Material from within the Earth is cycled and recycled from the interior of the Earth to the surface in igneous rocks. The chemistry of igneous rocks record snapshots of this complex history. Here, we use three major projects to assess important processes in this life cycle.

Continental arc volcanism generates a wide diversity of magma compositions, but the tempos of compositional variation are unclear. Here, we investigate a 7-million year record of volcanic ash layers in the Cretaceous Eagle Ford Group to investigate temporal changes in ash composition on <100 kyr timescales. We apply an empirical Ti/Zr-SiO2 relationship to Ti/Zr measurements of 52 Eagle Ford bentonites to reconstruct of ash protolith SiO2 of altered bentonites. Ash compositions fluctuate between periods of high and low silica volcanism over ~100 kyr timescales. If the temporal variability of these ashes represents broad snapshots of the Cordilleran continental arc, these results suggest that continental arc systems may undergo episodic changes in the extent of magmatic differentiation or the nature of eruption on rapid (<100 kyr) timescales.
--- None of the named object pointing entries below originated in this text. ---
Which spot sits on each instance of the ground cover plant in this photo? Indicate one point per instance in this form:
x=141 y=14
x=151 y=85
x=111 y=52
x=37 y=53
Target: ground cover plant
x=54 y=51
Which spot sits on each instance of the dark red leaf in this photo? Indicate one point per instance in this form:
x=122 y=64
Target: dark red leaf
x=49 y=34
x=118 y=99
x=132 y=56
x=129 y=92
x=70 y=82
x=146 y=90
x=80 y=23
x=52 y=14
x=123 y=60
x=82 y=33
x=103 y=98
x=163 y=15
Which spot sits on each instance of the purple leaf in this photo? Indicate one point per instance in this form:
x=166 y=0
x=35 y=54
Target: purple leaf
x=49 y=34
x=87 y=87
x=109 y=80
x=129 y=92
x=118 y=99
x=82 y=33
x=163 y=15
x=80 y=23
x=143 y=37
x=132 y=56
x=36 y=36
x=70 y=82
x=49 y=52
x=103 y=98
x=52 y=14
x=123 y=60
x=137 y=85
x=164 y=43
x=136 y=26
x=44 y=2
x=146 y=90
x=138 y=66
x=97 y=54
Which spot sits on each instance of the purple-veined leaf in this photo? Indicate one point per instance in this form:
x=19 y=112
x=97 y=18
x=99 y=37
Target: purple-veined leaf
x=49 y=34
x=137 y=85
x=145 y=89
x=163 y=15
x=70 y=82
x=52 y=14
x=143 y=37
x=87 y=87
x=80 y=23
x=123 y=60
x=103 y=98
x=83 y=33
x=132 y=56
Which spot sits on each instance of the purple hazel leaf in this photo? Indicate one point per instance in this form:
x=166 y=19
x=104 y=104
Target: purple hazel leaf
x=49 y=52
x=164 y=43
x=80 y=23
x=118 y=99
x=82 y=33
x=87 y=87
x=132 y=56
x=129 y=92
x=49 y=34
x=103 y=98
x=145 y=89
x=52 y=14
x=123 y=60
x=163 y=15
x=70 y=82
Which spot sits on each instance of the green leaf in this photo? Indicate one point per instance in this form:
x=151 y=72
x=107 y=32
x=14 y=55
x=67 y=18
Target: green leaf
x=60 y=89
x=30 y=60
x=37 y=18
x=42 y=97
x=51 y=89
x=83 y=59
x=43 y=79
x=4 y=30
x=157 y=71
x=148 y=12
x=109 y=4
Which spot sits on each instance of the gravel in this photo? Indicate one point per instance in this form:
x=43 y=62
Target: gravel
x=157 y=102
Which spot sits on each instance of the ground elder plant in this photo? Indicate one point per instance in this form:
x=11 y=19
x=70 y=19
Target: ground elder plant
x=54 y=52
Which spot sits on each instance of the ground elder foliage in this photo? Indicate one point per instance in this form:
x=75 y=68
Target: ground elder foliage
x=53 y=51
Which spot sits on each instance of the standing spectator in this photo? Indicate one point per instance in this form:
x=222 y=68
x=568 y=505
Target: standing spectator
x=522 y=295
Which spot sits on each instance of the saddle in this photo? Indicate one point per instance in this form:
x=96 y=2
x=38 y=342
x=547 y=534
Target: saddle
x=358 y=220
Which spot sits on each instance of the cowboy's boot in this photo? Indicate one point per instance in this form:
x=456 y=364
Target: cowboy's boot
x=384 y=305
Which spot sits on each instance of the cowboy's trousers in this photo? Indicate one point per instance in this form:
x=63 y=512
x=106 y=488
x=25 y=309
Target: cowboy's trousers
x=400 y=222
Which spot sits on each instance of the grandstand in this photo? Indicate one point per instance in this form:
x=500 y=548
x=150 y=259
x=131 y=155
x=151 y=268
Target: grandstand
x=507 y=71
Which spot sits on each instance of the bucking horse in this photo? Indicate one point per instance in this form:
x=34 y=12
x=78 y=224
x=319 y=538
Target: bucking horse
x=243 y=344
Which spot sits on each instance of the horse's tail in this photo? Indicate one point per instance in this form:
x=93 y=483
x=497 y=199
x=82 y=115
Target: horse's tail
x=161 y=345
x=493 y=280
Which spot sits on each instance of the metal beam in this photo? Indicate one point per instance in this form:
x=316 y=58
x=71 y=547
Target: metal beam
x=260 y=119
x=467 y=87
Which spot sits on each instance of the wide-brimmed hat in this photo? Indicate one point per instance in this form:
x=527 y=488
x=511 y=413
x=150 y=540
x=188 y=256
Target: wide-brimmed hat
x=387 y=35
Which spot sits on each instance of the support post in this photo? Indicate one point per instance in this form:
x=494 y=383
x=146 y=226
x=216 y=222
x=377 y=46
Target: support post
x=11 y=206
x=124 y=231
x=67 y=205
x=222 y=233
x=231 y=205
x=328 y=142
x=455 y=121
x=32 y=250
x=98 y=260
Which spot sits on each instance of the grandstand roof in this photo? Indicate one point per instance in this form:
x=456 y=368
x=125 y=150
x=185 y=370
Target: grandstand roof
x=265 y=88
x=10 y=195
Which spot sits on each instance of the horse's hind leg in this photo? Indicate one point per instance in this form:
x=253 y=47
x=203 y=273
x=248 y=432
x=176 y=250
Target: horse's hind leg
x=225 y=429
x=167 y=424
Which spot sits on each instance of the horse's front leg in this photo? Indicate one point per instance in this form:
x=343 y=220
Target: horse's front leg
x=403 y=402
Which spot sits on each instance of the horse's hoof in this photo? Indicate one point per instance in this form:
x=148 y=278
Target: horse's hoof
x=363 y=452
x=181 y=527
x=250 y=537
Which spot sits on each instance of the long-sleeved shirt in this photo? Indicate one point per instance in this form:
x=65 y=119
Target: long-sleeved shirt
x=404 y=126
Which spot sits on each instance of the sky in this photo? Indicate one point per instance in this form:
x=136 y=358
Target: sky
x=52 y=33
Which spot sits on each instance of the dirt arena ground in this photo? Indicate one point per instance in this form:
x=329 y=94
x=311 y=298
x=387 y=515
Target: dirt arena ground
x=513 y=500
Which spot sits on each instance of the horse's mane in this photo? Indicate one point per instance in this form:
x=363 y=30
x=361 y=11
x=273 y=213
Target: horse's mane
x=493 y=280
Slow-slip megathrust events in the Hikurangi forearc region, New Zealand, may be related to seamount subduction. We examine differences in the clast origins, depositional settings, and diagenetic histories of volcaniclastic units to highlight the heterogeneity of volcanic systems on the Hikurangi Plateau. The presence of voluminous hydrous clays within thick, altered volcaniclastic units provides a ready source for excess pore fluids that may enable slow-slip events along the Hikurangi subduction zone. Alkaline magmatism at Mountain Pass, CA has attracted attention due to its spatial and temporal association with a REE-rich, economically important carbonatite. However, questions remain about the origins of magma here. We present geochemical data for 121 primitive alkaline igneous rocks to allow a more complete picture of these uncommon igneous compositions. Examining primitive magma composition affords a glimpse into the early stages of magma generation to understand the origins and early histories of alkaline magmatism here. We argue for the importance of pyroxenite melting and suggest that metasomatism related to earlier subduction in this region were significant influences on mama compositions.